If asked to make a movie about how the yuppie ascendancy of the early ’80s helped squeeze the funkiness out of New York, most filmmakers would make the yuppies the bad guys. Not so Whit Stillman. Stillman’s 1998 comedy The Last Days Of Disco follows a group of privileged young New Yorkers as they strive to cobble together a social life and an identity while embarking on careers in advertising, publishing, law, and nightclub management. Stillman makes them the heroes of his story, though he doesn’t let any of them off the hook, exactly. Like the characters in his Metropolitan and Barcelona, the young men and women in The Last Days Of Disco—played by Chloë Sevigny, Kate Beckinsale, Robert Sean Leonard, Chris Eigeman, Mackenzie Astin, and Matt Keeslar, among others—are depicted as vain, smug, and self-deluded, and they often make mistakes with dire consequences. But Stillman understands these people, and even forgives them. After all, everyone has the right to a nightlife.
The Last Days Of Disco arrived at the end of a decade that Stillman helped define in subtle ways. Though his films were set in the ’80s, their distinctive take on urbane young adults did as much as Quentin Tarantino or Jerry Seinfeld in the ’90s to popularize the idea of idle chatter as entertainment. Stillman’s characters were neither everymen nor pulp archetypes; they were moneyed professionals governed as much by Victorian literature and value systems as by popular culture. Of course in The Last Days Of Disco, pop holds more sway. Keeslar in particular talks at length about the dangerous messages in mass media—most memorably in a takedown of Lady And The Tramp—and extols the virtues of disco as an egalitarian, community-building art form.

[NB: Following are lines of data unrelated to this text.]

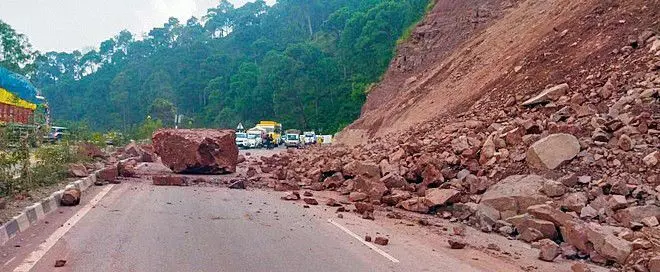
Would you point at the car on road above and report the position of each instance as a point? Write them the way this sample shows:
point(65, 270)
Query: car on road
point(292, 139)
point(56, 134)
point(242, 140)
point(310, 137)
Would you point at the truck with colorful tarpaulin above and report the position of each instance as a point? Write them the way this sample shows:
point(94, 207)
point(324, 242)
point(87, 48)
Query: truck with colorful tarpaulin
point(18, 98)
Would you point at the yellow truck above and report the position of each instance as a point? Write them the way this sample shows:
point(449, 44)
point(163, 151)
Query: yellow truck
point(274, 129)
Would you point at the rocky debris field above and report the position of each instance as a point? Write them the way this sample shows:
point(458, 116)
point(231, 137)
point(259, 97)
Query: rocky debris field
point(197, 151)
point(572, 169)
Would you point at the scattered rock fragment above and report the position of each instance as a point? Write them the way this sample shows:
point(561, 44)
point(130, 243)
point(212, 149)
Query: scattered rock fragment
point(381, 241)
point(60, 263)
point(456, 243)
point(237, 184)
point(549, 250)
point(552, 151)
point(310, 201)
point(70, 197)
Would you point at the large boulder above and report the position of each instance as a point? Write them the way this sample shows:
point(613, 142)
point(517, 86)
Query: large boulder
point(636, 214)
point(437, 196)
point(547, 95)
point(514, 194)
point(197, 151)
point(552, 151)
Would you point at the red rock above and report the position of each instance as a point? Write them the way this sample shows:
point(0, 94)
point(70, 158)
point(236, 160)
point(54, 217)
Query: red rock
point(108, 174)
point(636, 214)
point(552, 151)
point(77, 170)
point(60, 263)
point(197, 151)
point(394, 180)
point(654, 264)
point(545, 212)
point(127, 169)
point(416, 204)
point(580, 267)
point(362, 207)
point(310, 201)
point(333, 182)
point(367, 170)
point(332, 202)
point(607, 245)
point(281, 186)
point(575, 234)
point(549, 250)
point(291, 196)
point(357, 196)
point(237, 184)
point(169, 180)
point(456, 243)
point(439, 197)
point(372, 187)
point(90, 150)
point(514, 194)
point(396, 196)
point(381, 241)
point(70, 197)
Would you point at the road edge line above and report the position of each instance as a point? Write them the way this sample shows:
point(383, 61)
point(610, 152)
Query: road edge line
point(34, 257)
point(375, 248)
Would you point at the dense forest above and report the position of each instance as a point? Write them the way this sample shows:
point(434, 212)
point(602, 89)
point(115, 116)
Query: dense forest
point(305, 63)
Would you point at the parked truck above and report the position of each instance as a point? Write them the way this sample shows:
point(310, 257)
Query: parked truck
point(272, 128)
point(19, 104)
point(292, 138)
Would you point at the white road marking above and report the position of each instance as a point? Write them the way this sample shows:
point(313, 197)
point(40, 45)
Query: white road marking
point(12, 258)
point(375, 248)
point(44, 247)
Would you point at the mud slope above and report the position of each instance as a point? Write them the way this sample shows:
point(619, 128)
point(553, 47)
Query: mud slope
point(464, 50)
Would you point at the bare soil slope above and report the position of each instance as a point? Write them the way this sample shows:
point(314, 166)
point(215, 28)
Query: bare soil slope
point(465, 50)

For the most part, though, the movie takes its cues from Sevigny’s character, a hypercritical assistant editor who complains about the quality of conversation she has with men of her generation, saying “I don’t consider the guy who did the Spider-Man comics a serious writer.” Yet even Sevigny, when trying to seduce a Carl Barks fan, lets go of her principles and whispers, “There’s something really sexy about Scrooge McDuck.”

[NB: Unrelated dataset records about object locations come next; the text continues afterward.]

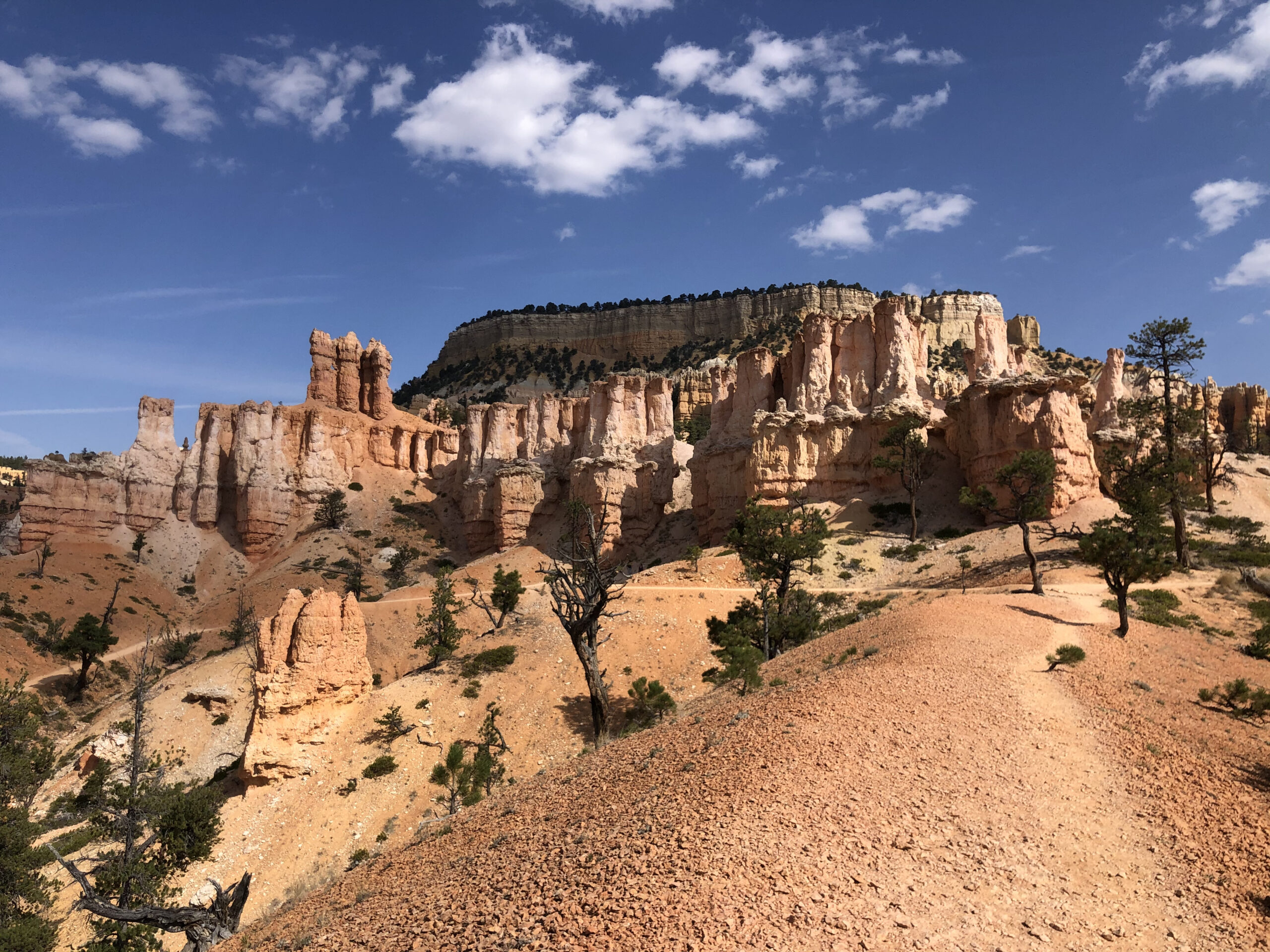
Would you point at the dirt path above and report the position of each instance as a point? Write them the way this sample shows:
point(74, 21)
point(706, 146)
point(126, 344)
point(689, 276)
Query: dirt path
point(945, 794)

That drive to be thought of as a serious individual—while simultaneously struggling to fit in—is a typical Stillman character trait. In fact, one of the major criticisms of The Last Days Of Disco is that it’s all too typical of Stillman, and doesn’t show the growth from Barcelona that Barcelona did from Metropolitan. Even now, Disco feels too long and too shapeless—an extended remix of familiar beats. But perhaps because Stillman hasn’t made a movie since, fans of his work will want to soak up every second. Some formidable indie filmmakers emerged in his wake, but not so many, and few who can sum up the strengths and flaws of a character with a single line or a single image, the way Stillman does in Disco when he has Beckinsale sauté some delicious-looking shrimp, then drown them in cream of mushroom soup. It’s hard to watch this movie and not feel nostalgic—not for the end of the disco era, but for those heady late-’90s days when small, almost novelistic movies like this were relatively common, and in some cases were as well-covered and well-promoted as any blockbuster. Call it The Last Days Of Indie.
Key features: Negligible deleted scenes, a short vintage featurette, a reading from Stillman’s novelization, and a very warm commentary track by Stillman, Sevigny, and Eigeman.